Why you should kill the standing one-on-one meeting
Briefly

Why you should kill the standing one-on-one meeting
"The first worry was trust. Would people feel like they lost access to their manager? They did not. Access improved because help arrived at the right moment: in the middle of a decision, during a roadblock, or on a draft that needed real feedback. Not next Tuesday at 2:30. Leaders I admire do this already. Jensen Huang. Marc Andreessen. Doug Leone."
"The weekly check-in is a habit from an office-first, synchronous work environment. In a remote, product-driven organization, the cost of context switching is high, and most collaboration starts in writing. Recurring 1:1s often slide into status updates or meandering chats. This can be useful at times, yes, but it's a poor default. I want conversations that are tied to goals, decisions, and growth, within the project timeline."
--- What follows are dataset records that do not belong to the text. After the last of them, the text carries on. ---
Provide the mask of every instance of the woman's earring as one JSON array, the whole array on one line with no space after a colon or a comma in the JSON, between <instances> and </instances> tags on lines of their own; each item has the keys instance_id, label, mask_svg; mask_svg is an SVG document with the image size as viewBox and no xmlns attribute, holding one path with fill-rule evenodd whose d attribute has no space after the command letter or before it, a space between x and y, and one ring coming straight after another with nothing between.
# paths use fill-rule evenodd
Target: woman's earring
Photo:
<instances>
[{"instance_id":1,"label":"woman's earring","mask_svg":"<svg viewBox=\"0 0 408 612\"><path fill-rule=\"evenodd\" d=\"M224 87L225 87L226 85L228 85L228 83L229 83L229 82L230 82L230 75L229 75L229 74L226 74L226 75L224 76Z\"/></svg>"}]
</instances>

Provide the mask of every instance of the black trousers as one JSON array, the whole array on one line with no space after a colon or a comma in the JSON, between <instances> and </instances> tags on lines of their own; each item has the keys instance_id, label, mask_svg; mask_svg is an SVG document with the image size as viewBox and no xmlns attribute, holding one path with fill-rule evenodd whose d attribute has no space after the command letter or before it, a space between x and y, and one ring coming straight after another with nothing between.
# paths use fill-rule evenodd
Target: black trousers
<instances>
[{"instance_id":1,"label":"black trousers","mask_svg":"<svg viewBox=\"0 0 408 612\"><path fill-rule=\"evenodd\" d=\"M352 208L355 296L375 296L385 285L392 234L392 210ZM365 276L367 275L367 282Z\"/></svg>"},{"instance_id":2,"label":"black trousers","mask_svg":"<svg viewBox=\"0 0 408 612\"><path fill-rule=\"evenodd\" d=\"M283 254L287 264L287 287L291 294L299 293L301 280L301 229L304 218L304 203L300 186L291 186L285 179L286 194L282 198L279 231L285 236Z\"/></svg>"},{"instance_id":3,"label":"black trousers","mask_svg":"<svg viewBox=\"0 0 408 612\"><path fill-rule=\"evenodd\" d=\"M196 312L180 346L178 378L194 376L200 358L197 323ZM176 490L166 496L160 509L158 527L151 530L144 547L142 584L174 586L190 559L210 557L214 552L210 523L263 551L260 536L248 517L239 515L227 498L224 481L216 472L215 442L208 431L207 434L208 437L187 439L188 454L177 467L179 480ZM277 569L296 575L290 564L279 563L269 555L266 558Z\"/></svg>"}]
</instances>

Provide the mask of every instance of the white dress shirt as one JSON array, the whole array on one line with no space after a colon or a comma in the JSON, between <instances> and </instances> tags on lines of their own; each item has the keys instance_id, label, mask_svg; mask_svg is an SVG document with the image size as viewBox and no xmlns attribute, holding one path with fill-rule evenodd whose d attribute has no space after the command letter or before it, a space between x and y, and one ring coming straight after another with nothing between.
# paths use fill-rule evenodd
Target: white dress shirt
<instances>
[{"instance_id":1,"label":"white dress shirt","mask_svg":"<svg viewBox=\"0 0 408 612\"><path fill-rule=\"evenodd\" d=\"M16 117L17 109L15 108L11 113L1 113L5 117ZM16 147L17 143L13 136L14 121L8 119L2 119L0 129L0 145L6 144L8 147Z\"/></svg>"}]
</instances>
"We switched to a shared doc and a few well-named Slack channels. Now we use short notes that say what changed, what is blocked, what needs a decision, and tag the right people. Because it is written, we skip the catch-up meeting and we have a record of how and why choices were made. When we need to make a decision in the moment we jump into a quick huddle."
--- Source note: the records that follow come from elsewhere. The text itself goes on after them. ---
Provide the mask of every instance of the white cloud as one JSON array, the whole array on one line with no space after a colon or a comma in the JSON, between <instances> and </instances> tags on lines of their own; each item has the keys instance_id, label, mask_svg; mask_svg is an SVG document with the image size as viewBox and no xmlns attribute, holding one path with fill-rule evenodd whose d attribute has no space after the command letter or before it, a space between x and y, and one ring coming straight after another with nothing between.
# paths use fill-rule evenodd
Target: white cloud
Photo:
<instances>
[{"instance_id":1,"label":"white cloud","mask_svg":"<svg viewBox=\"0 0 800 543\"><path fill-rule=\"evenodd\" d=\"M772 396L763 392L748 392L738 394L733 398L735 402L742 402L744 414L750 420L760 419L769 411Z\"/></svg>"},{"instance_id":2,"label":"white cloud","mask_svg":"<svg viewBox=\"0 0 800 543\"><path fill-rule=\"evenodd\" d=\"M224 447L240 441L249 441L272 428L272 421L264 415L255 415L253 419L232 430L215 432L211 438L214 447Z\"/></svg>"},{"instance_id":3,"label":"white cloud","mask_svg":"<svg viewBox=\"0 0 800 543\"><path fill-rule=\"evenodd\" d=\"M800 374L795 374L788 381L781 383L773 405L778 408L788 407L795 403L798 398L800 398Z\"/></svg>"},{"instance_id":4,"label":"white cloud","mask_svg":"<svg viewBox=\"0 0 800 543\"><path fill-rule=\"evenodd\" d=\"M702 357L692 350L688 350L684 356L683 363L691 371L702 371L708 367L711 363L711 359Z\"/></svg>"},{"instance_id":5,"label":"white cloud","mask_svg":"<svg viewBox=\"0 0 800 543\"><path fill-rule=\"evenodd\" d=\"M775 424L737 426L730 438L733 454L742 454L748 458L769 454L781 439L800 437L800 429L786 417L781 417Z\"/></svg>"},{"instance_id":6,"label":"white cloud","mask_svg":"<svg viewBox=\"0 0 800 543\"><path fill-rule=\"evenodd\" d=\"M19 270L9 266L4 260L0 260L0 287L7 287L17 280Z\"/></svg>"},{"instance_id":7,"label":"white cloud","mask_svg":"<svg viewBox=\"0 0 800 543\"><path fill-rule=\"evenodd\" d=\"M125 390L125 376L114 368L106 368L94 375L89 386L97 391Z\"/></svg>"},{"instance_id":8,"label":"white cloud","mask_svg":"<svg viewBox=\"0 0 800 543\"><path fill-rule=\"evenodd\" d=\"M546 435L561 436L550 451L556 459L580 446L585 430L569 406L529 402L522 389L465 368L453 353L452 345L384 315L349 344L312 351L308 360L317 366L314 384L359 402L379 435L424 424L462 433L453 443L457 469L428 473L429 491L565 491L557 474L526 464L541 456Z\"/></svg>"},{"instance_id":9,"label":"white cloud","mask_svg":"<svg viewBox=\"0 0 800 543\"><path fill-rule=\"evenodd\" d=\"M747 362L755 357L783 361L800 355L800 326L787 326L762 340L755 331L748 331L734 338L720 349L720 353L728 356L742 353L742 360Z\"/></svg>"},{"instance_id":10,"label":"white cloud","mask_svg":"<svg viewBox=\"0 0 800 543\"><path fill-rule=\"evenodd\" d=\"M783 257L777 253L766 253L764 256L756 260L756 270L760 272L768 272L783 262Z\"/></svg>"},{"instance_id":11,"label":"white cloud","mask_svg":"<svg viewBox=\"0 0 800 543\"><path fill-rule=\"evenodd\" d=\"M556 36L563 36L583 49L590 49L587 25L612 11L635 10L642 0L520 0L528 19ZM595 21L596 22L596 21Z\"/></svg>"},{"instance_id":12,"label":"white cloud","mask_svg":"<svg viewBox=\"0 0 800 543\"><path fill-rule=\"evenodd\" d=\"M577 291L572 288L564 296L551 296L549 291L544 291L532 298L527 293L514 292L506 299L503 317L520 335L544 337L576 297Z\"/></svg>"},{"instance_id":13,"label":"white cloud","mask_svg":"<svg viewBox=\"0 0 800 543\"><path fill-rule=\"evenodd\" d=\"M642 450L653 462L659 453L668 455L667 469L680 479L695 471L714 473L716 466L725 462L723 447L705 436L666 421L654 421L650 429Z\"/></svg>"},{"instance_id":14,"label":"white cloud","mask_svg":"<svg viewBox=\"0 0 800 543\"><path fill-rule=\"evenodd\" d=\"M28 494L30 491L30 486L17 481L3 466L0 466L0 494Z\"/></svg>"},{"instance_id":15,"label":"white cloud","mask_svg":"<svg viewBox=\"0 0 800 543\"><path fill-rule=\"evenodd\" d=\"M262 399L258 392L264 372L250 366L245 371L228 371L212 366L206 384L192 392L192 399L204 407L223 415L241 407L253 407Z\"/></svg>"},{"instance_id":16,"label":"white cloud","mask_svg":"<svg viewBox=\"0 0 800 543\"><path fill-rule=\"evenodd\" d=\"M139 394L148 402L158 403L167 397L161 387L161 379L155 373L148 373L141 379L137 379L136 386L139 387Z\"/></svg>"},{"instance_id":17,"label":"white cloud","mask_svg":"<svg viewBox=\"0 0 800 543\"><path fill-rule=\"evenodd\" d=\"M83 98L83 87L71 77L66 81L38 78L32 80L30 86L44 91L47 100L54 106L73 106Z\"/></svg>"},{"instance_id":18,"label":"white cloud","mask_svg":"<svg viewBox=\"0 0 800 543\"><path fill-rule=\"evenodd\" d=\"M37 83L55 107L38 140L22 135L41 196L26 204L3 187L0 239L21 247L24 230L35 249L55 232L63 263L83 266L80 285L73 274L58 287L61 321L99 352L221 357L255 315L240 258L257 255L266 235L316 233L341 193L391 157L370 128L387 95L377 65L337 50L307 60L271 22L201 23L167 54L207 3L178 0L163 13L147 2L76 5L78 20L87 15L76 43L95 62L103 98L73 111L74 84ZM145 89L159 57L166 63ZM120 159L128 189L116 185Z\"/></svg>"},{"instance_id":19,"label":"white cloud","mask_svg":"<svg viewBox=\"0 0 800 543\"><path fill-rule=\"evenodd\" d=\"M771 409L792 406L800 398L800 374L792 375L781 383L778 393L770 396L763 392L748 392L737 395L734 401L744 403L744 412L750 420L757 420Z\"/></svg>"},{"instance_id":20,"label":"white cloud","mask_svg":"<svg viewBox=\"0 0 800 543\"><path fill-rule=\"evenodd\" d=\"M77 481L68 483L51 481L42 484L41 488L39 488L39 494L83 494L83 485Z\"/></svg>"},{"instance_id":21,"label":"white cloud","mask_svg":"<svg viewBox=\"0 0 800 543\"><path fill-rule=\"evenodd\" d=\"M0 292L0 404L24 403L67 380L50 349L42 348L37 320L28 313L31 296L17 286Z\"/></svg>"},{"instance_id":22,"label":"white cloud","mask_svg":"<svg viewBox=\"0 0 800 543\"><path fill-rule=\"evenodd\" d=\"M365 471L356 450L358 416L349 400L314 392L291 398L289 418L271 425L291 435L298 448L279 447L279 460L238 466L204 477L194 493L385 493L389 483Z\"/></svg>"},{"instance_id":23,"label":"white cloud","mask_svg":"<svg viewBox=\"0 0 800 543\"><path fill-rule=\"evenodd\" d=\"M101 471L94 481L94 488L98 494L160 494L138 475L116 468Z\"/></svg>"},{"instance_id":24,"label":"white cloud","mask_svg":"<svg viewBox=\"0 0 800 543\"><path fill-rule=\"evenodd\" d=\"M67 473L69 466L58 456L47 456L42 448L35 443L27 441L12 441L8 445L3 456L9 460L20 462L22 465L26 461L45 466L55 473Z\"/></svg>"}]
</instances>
Back-to-back weekly 1:1s can fill calendars without advancing work, especially during rapid feature releases. Canceling standing 1:1s and reserving meetings for new hires or sensitive topics shifted interactions to as-needed moments. Manager access improved as help arrived during active decisions, roadblocks, or draft reviews rather than at scheduled times. In remote, product-driven teams, context switching is costly and written collaboration often precedes synchronous conversation. Replacing recurring meetings with shared documents, concise status notes, targeted Slack channels, and short focused huddles created clearer ownership, documented decisions, and faster alignment with goals and timelines.